Inheritances are not subject to regular income taxes.
If someone leaves you an inheritance through the terms of a last will, you would not be required to report it as taxable income. Insurance policy proceeds fit into this category as well. When it comes to trusts, if there are appreciable assets, the earnings would be subject to taxation. Distributions of the principal would not be taxed.
There is also a step up in basis that enters the picture if you inherit the assets that appreciated during the life of the person that passed away. This means that you not be responsible for capital gains taxes on the gains that took place during the life of the deceased individual. However, if you keep the assets, and they appreciate in the future, you would be responsible for capital gains.

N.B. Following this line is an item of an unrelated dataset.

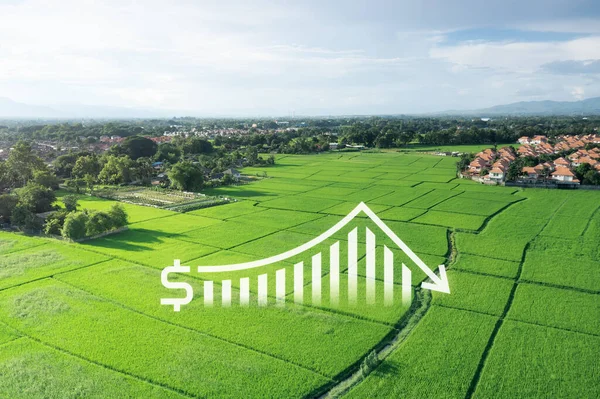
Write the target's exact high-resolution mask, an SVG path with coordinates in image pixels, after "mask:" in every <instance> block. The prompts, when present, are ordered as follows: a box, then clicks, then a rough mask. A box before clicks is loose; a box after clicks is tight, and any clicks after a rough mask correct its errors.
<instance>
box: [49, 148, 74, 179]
mask: <svg viewBox="0 0 600 399" xmlns="http://www.w3.org/2000/svg"><path fill="white" fill-rule="evenodd" d="M77 158H79V155H78V154H76V153H71V154H65V155H61V156H59V157H57V158H56V159H55V160H54V161H53V162H52V166H53V167H54V171H55V172H56V175H57V176H62V177H71V173H72V172H73V168H74V167H75V162H77Z"/></svg>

There is a federal estate tax.
Though you do not have to worry about income taxes for the most part, it is important to be aware of the existence of the federal estate tax. This levy carries a maximum rate of 40%, so it is a very big deal if you are exposed. That’s the bad news, but the good news is that most people do not have to pay the tax.
There is a federal estate tax credit or exclusion. This figure represents the amount that can be transferred before the estate tax would become applicable. At the time of this writing in 2019, the federal estate tax exclusion stands at $11.4 million. There are annual adjustments to account for inflation, so you may see a somewhat larger exclusion next year.
To sum it up, the portion of your estate that exceeds $11.4 million could potentially be subject to taxation. However, there is an unlimited marital deduction. If you are married in the eyes of the law, and your spouse is an American citizen, unlimited tax-free transfers are allowed.
Plus, on the subject spouses, the estate tax exclusion is portable. This means that a surviving spouse could use the exclusion that was allotted to his or her deceased spouse.
Some states have state-level estate taxes.
There are some states in the union have state-level estate taxes, and the exclusions in these states are typically lower than the federal estate tax exclusion. As a result, you could be exposed on the state level even if you are exempt from the federal estate tax. Our practice is in Nevada, and fortunately, we do not have a state-level estate tax to contend with here in the Silver State.
Though there is no estate tax in our state, it is possible that individual that a resident’s estate could be exposed to state-level estate taxes. If you own valuable property in a state that has its own estate tax, the death levy could be applicable on the transfer after your passing.